Each game object has its own name, through which we can easily identify and manage it. At the same time, each game object has an activation status and a check mark next to the game object name. By default, game objects are all activated, that is, automatically checked. When a game object is set to an inactive state (unchecked), the game object will be hidden (that is, unusable) in the scene view and game view. The activation status of the game object can be checked and set through the checkbox to the left of the name, or it can be controlled through C# scripts.

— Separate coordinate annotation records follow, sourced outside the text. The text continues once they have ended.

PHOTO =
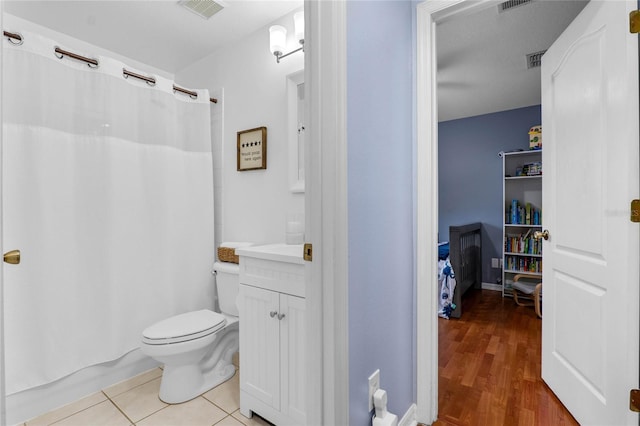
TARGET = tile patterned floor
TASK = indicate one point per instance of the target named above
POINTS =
(135, 402)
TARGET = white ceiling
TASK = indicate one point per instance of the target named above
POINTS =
(159, 33)
(481, 57)
(482, 66)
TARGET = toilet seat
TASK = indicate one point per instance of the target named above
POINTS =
(184, 327)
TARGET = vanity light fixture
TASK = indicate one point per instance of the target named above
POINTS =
(278, 37)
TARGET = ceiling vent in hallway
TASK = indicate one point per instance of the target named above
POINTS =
(203, 8)
(534, 60)
(508, 5)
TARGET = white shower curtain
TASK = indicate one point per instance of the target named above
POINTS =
(108, 193)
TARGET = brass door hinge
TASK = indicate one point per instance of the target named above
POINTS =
(12, 257)
(634, 22)
(634, 400)
(635, 211)
(307, 253)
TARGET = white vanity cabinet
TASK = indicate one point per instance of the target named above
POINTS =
(272, 333)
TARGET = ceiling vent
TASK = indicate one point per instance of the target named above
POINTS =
(534, 60)
(508, 5)
(203, 8)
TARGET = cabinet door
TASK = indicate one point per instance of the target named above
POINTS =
(259, 344)
(293, 358)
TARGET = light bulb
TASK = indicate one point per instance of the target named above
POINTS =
(277, 39)
(298, 24)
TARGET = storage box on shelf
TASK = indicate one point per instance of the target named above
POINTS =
(522, 203)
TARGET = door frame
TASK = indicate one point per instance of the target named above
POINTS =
(428, 14)
(326, 277)
(2, 387)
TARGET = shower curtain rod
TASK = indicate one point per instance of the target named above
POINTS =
(14, 36)
(94, 62)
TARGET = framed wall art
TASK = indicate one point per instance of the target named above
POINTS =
(252, 149)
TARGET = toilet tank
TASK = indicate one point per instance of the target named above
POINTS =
(228, 284)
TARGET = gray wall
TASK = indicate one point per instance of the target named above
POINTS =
(470, 174)
(380, 46)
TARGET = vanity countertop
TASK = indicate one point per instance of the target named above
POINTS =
(291, 253)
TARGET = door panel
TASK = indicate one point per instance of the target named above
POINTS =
(259, 344)
(590, 156)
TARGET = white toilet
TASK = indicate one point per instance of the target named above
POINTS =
(196, 348)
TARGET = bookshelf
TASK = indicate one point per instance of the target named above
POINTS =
(522, 215)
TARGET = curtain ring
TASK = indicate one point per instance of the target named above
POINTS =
(16, 43)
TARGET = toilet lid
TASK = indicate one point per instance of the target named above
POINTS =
(183, 327)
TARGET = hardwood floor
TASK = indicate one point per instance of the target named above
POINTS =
(489, 366)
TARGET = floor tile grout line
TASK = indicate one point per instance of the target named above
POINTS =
(75, 412)
(136, 386)
(118, 408)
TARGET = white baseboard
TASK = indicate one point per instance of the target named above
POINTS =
(33, 402)
(491, 286)
(409, 418)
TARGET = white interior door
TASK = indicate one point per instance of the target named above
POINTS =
(590, 163)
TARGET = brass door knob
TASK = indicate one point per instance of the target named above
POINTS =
(544, 234)
(12, 257)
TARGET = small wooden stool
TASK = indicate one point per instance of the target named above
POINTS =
(529, 288)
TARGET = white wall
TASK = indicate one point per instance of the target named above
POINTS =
(250, 205)
(16, 24)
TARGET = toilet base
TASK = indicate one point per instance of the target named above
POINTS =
(177, 385)
(181, 383)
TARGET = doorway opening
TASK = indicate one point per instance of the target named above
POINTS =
(468, 51)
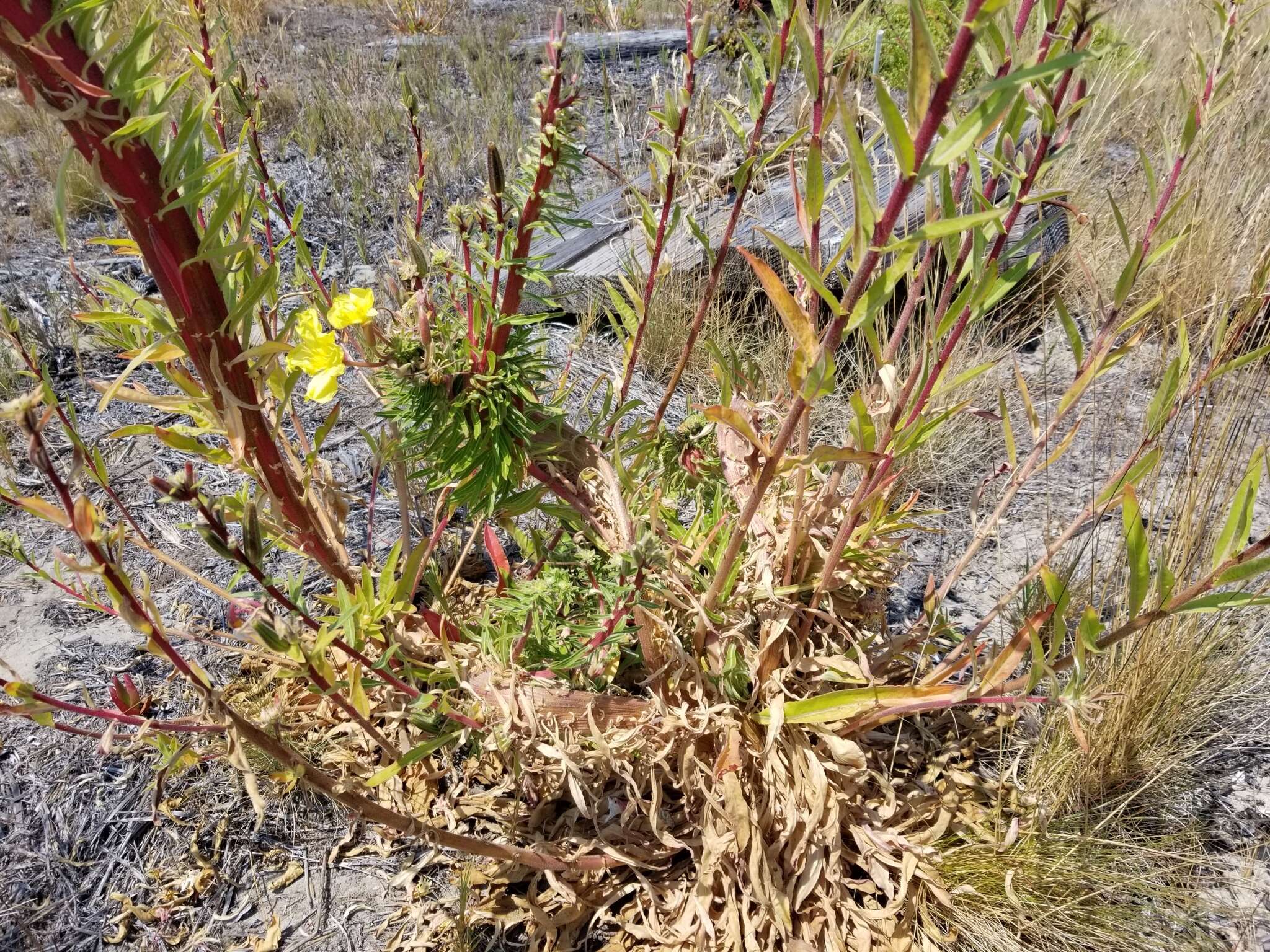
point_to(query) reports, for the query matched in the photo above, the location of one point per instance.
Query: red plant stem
(257, 573)
(214, 88)
(573, 499)
(104, 714)
(79, 280)
(370, 514)
(138, 616)
(1043, 144)
(620, 611)
(171, 244)
(935, 113)
(1173, 604)
(549, 154)
(667, 205)
(878, 472)
(708, 294)
(418, 184)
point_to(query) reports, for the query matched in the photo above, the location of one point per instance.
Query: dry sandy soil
(82, 835)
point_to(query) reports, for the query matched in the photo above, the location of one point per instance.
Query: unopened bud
(494, 170)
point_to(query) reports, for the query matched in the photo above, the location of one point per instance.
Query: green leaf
(973, 127)
(135, 127)
(851, 702)
(941, 227)
(922, 63)
(1128, 277)
(1219, 601)
(1244, 570)
(1135, 545)
(901, 140)
(415, 753)
(1238, 522)
(1073, 333)
(1162, 400)
(798, 260)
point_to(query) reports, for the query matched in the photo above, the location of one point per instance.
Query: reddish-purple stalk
(756, 141)
(621, 609)
(878, 472)
(139, 616)
(809, 298)
(936, 111)
(104, 714)
(54, 65)
(1043, 144)
(257, 573)
(667, 205)
(549, 155)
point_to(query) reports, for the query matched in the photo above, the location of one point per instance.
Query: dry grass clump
(672, 708)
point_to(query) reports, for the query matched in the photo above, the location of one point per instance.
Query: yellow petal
(355, 306)
(308, 324)
(324, 385)
(315, 355)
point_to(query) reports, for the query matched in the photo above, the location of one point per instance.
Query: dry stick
(935, 113)
(809, 296)
(104, 714)
(140, 619)
(756, 141)
(667, 203)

Next, a brief introduction to labels and layers. In a role-playing game, you can add an enemy tag to the monster and a player tag to the protagonist , but both are set to role layers . We use tags to find game objects in a specific range; and through layers, we can set whether game objects belonging to a certain layer will generate collision detection with game objects of other layers, and whether the game objects of this layer need to be rendered, etc. Logical operations. Tags and graphics can understand the classification of game objects. Tag classification is mainly used for game object selection, etc. Layer classification is mainly used for collision and rendering, etc. We will introduce the use of more labels and layers in future cases.
Next, we briefly introduce the properties in the main camera inspection panel, which can be modified. We can see that the main camera has four attribute categories: Transform , Camera , Audio Listener , and New Behavior Script , which we call components. We see that there is an " Add Component " button at the bottom, which means adding other components. Each component can be understood as a different function. Adding different components to a game object will make the game object have different functions. Unity provides many components to help us develop games. Among them, Transform represents the position of the game object in the game world, Camera is the camera, Audio Listener is related to playing sound, and New Behavior Script is a C# script we created in the previous chapter . Please note that the C# script file we created is also a component, and it must be assigned to the game object to run. Components are important knowledge that must be mastered in Unity development. In addition to mastering the officially provided components, we also need to be able to write our own C# script components.